Quanto a medidas concretas, o Programa de Estabilidade deve reafirmar que em termos de despesa é preciso “acomodar o compromisso do descongelamento das carreiras da função pública”, segundo fonte do PS. De acordo com o que o Governo avançou há um ano, o descongelamento será feito de forma faseada e a partir de 2018, com um peso previsto na despesa pública de 200 milhões de euros, em cada um dos dois anos de aplicação da medida (2018 e 2019). O desenho da medida não constará em nenhum dos documentos que o Governo está a ultimar, mas apenas dados que “não são relevantes para efeitos de proposta concreta”, garante fonte do Executivo. Os partidos à esquerda do PS estão a tentar que a capacidade de despesa seja mais elevada, para permitir um retorno maior aos funcionários públicos, mas essa negociação está a ser feita noutro âmbito: à mesa do Orçamento do Estado para 2018.
Esquerda separa águas: “O Orçamento é o que conta”
A esquerda faz, aliás, questão de frisar que “os documentos são compromissos que o Governo faz com Bruxelas sobre questões mais genéricas e que antecedem o Orçamento do Estado. O Orçamento, para nós, é o que conta“, sublinha fonte do BE distanciando-se do Programa de Estabilidade e do Plano Nacional de Reformas traçado pelo Governo. Esta terça-feira, depois das jornadas parlamentares comunistas, o deputado João Oliveira também marcou bem a separação do que aí vem: “Propostas de apoio ao Programa de Estabilidade, nós obviamente não apresentaremos, porque a sujeição de um Governo da República ao cumprimento dessas obrigações que nos são impostas pela União Europeia não devia acontecer”.

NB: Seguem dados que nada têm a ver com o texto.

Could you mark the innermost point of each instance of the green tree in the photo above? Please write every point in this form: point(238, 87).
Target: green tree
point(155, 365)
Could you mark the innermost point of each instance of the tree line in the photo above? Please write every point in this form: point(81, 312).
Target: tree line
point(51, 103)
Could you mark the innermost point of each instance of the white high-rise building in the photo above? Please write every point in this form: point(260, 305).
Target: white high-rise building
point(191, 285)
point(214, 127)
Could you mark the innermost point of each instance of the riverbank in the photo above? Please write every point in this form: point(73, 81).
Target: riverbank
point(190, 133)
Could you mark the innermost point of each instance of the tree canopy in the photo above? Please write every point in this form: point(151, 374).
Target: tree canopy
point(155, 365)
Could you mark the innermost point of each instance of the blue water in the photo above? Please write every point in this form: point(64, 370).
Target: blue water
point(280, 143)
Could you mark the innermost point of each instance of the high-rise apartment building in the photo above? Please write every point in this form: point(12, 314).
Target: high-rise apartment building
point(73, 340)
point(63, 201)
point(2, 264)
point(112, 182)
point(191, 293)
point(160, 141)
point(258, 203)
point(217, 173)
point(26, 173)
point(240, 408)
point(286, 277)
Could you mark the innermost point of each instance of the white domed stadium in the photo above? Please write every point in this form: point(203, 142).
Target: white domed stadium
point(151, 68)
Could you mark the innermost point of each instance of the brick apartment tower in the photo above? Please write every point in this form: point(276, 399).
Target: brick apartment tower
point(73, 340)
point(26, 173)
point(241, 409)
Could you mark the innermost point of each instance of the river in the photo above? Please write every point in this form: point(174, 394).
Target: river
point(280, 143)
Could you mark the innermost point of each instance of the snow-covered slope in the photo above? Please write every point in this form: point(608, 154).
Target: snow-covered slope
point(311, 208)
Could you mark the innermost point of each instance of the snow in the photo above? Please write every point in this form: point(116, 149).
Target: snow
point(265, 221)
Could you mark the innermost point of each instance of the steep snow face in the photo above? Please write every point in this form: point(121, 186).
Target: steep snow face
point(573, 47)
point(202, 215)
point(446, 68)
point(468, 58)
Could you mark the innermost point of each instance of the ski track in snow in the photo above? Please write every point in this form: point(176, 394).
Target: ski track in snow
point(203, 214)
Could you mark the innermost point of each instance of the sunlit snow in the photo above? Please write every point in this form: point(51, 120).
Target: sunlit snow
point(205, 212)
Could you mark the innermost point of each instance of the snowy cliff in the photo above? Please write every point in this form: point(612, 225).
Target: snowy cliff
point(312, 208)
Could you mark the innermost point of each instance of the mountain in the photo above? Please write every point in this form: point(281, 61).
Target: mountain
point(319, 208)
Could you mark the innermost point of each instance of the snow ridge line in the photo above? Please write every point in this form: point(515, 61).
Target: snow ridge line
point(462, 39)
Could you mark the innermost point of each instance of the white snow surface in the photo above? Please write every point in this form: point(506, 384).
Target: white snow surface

As reuniões da semana passada foram informativas e não de negociação entre as partes, o que está reservado para os meses de verão — que antecedem a apresentação do Orçamento — e é aí que aparecerá outro assunto que já tem sido debatido entre a geringonça, em reuniões preparatórias da medida que querem ver avançar no próximo ano: a alteração dos escalões do IRS.
É ponto de honra para PCP e BE, mas é também um compromisso eleitoral de António Costa. Mas sobre isto não está prevista uma linha nos documentos que vão ser entregues, de acordo com as diversas fontes contactadas pelo Observador que estiveram nas reuniões que o Governo manteve com PS, BE e PCP. O facto de não constar não alarma a esquerda: “O aumento das pensões conseguido no Orçamento para este ano também não vinha do Programa de Estabilidade do ano passado”, sublinha fonte do BE.
A estratégia e metas do Governo para os próximos quatro anos devem ficar acertadas na próxima quinta-feira, apurou o Observador junto de fonte do Executivo, no único Conselho de Ministros antes do debate parlamentar sobre os dois documentos que têm de ser apresentados em Bruxelas até ao final de abril. Entre os dois momentos, o Governo leva o Programa de Estabilidade e o Plano Nacional de Reformas a debate no Parlamento. Os documentos não têm de ser votados na Assembleia da República, a menos que algum dos partidos apresente uma proposta nesse sentido — por exemplo, o famoso PEC IV foi chumbado porque foi chamado a votos pela oposição ao Governo de então. Mas, pelo menos à esquerda, não há indicação de que isso possa vir a acontecer. O PCP diz que “o debate do ano passado serve de referência”, debate em que criticaram o conteúdo dos textos, mas não avançaram com projetos de resolução que pudessem abalar a “geringonça”.